Der Kölner Bibliothekar und Historiker Erwin In het Panhuis hat mit großem Fleiß eine Online-Bibliographie zur Homosexualität aufgebaut, die sich als sehr effektives Hilfsmittel und als Fundgrube bei der Suche nach Quellen erweist. Er hat einerseits geprüft, welche Einträge in gedruckten Bibliographien zur Homosexualität (so jene von Manfred Herzer aus dem Jahre 1982) online verfügbar sind (mit Vermerk bei erfolgloser Suche). Andererseits hat er bei Google Books mit mehr als hundert zeitgenössischen Stichwörtern (wie Sodomie, Päderastie) in unterschiedlichen Schreibweisen und Begriffskombinationen nach weiteren Veröffentlichungen gesucht. Das Ergebnis ist eine Link-Liste mit über 4.200 Buch- und Zeitschriftenbeiträgen zur männlichen und weiblichen Homosexualität, die im Internet im Volltext zu finden sind, geteilt in zwei Teile:1418 bis 1819 bzw. 1820 bis heute. .

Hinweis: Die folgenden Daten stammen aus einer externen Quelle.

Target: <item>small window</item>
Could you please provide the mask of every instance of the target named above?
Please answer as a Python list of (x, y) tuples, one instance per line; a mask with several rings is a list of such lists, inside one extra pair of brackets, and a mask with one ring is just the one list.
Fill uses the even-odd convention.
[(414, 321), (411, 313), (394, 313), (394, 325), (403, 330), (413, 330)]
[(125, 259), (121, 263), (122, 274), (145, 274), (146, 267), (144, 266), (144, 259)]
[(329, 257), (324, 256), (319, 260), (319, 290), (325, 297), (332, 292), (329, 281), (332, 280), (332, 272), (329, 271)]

Die Bibliographie von Erwin In het Panhuis ist so eine Sammlung kommentierter Suchergebnisse in chronologischer Ordnung, mit Originalzitaten, Links zu weiteren Publikationen und Autoren u.a.m. Das Ergebnis sind zwei große Textdateien, die neben den Links zu den online verfügbaren Publikationen auch weiterführende Informationen erhalten. In vielen Fällen sind Schlagwörter gesetzt und man wird fündig, wenn man in den beiden Textdateien z. B. nach der Zeichenkette "Schlagwort: lesbisch" oder "Schlagwort: Belletristik" sucht. Leider gibt es keine Liste der vergebenen Schlagwörter. Die Online-Bibliographie ist eben keine Datenbank, was bei gezielter Suche ein Nachteil ist. .

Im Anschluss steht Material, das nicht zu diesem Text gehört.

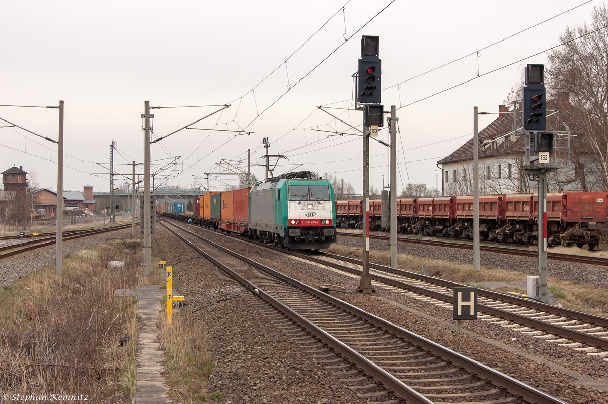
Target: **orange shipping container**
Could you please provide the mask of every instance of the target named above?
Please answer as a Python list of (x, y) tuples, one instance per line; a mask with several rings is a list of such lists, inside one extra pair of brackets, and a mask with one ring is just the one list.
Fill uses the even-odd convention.
[(232, 191), (223, 192), (221, 196), (222, 210), (220, 216), (223, 221), (232, 221), (233, 216)]
[(249, 190), (244, 188), (232, 193), (232, 204), (234, 206), (232, 219), (235, 222), (246, 223), (249, 217)]
[(201, 197), (202, 199), (201, 202), (201, 217), (211, 219), (211, 196), (216, 193), (218, 193), (210, 192)]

Viele Texte zu Publikationen sind mit "Lesetipp!" rot markiert und über diesen Begriff auch auffindbar. Dabei handelt es sich nicht nur um ausführliche Darstellungen, sondern auch um Literatur, die aus unterschiedlichen Gründen beachtenswert ist, etwa weil hier ein Begriff zum ersten Mal nachweisbar ist. Weitere Links wurden z.B. zu biographischen Informationen bei AutorInnen oder anderen genannten Personen gesetzt. .

Eine umfangreiche Einleitung behandelt auch die Probleme bei der Erstellung einer derartigen Bibliographie, so die Frage der Vollständigkeit, nicht erfasste Werke, Scan- oder Übertragungsfehler bei einem Neusatz von Texten usw. Die Online-Bibliographie enthält des Weiteren eine Liste mit wichtiger Sekundärliteratur, Bemerkungen zu den Anbietern digitaler Dienste sowie Links zu "weiterführende[n] Online-Beiträge[n] zur Homo-Geschichte" (darunter auch eine Liste von Online-Zeitschriften) bzw. "weiterführende[n] Adressen zur Homo-Geschichte". .

Was vorliegt, ist die bisher umfangreichste Übersicht über deutschsprachige Buch- und Zeitschriftenbeiträge zur männlichen und weiblichen Homosexualität in Sachliteratur und Belletristik bis zum Ende des 19. Jahrhunderts. Online verfügbar, gewartet und ergänzt, kommt der Aspekt der Aktualität und BenutzerInnenfreundlichkeit (weiterführende Links) hinzu. Um etwas gezielt zu finden, muss man allerdings wissen, wie man sucht. Erwin In het Panhuis hat mit seinen Textfiles allen Forschenden ein Hilfsmittel zur Verfügung gestellt, das vielfältige Anstöße zu weiterführenden Untersuchungen geben kann, insbesondere zur noch immer stark vernachlässigten Frühen Neuzeit.